= List of Athens Tram stops =

The Athens Tram is a modern tram system that serves the Greek capital of Athens. The current system is operated by STASY, who also manages the Athens Metro, and is part of the Transport for Athens network.

The initial network opened on 19 July 2004, a few weeks prior to the 2004 Summer Olympics in Athens, and was the first since the closure of the original system in October 1960, and the Piraeus-Perama light railway in April 1977. The initial network consisted of three branches, each of them reaching Syntagma to the north, Kolymvitirio to the south, and Stadio Irinis & Filias (SEF) to the west.
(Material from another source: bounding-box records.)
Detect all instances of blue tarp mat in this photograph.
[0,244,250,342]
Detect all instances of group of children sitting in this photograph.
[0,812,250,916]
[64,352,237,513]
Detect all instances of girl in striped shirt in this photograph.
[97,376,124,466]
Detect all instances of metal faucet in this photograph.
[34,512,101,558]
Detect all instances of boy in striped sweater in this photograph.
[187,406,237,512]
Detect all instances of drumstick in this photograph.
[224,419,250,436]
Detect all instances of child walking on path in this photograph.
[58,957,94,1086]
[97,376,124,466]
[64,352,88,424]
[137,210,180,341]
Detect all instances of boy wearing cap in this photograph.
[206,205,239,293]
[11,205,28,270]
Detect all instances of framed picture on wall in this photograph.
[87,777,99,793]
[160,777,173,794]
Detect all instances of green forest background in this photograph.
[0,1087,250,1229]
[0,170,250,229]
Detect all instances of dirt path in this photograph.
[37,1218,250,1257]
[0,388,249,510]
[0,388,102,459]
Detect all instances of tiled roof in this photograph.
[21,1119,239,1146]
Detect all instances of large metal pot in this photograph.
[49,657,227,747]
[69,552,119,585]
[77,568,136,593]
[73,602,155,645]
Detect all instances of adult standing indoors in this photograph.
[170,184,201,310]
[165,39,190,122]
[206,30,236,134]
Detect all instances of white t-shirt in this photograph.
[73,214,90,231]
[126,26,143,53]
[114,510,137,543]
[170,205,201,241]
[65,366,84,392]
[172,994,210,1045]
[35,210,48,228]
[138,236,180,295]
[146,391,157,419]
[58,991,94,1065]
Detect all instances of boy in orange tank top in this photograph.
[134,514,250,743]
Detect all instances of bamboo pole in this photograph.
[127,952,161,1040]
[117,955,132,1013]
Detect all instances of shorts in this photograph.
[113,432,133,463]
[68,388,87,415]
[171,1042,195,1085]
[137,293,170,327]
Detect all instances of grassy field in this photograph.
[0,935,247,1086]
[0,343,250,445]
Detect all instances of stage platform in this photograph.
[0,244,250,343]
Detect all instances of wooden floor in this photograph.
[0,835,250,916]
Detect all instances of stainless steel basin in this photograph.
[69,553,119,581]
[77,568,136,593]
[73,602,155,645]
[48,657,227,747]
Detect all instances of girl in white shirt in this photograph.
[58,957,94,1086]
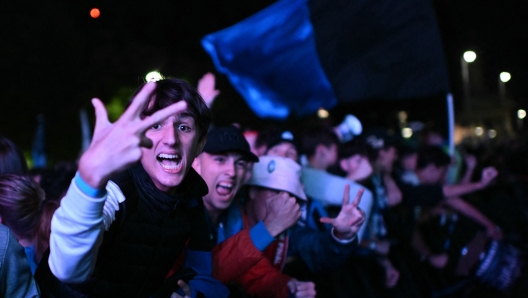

The system later saw extensions to Asklipiio Voulas in November 2007, Gipedo Karaiskaki in November 2019, and then Agia Triada via the Piraeus loop in December 2021.

Since 18 February 2026, the system consists of 60 tram stops. A majority of the stops are within the South and Central Athens regional units: thirteen are in Piraeus, and one is in Voula, an Athenian suburb in the East Attica regional unit. There are many proposals to extend the Athens Tram, but because many of the stops associated with the proposals are unconfirmed, they are not included here until construction begins.

== Current tram stops ==

Unless indicated, the spelling of the tram stop names on this table, in English and Greek, are according to the signage.

| † | Terminal station |
| # | Interchange station |

=== Stops on the Piraeus branch ===

The following is a list of tram stops on the Piraeus branch, from the junction of Poseidonos Avenue and Achilleos to Omiridou Skylitsi, via the Piraeus loop.

Services on this branch were suspended from 16 March 2020 to 21 January 2021, due to realignment works associated with the Faliro Waterfront regeneration project: Tzitzifies, Kallithea and Moschato were also rebuilt during the realignment works.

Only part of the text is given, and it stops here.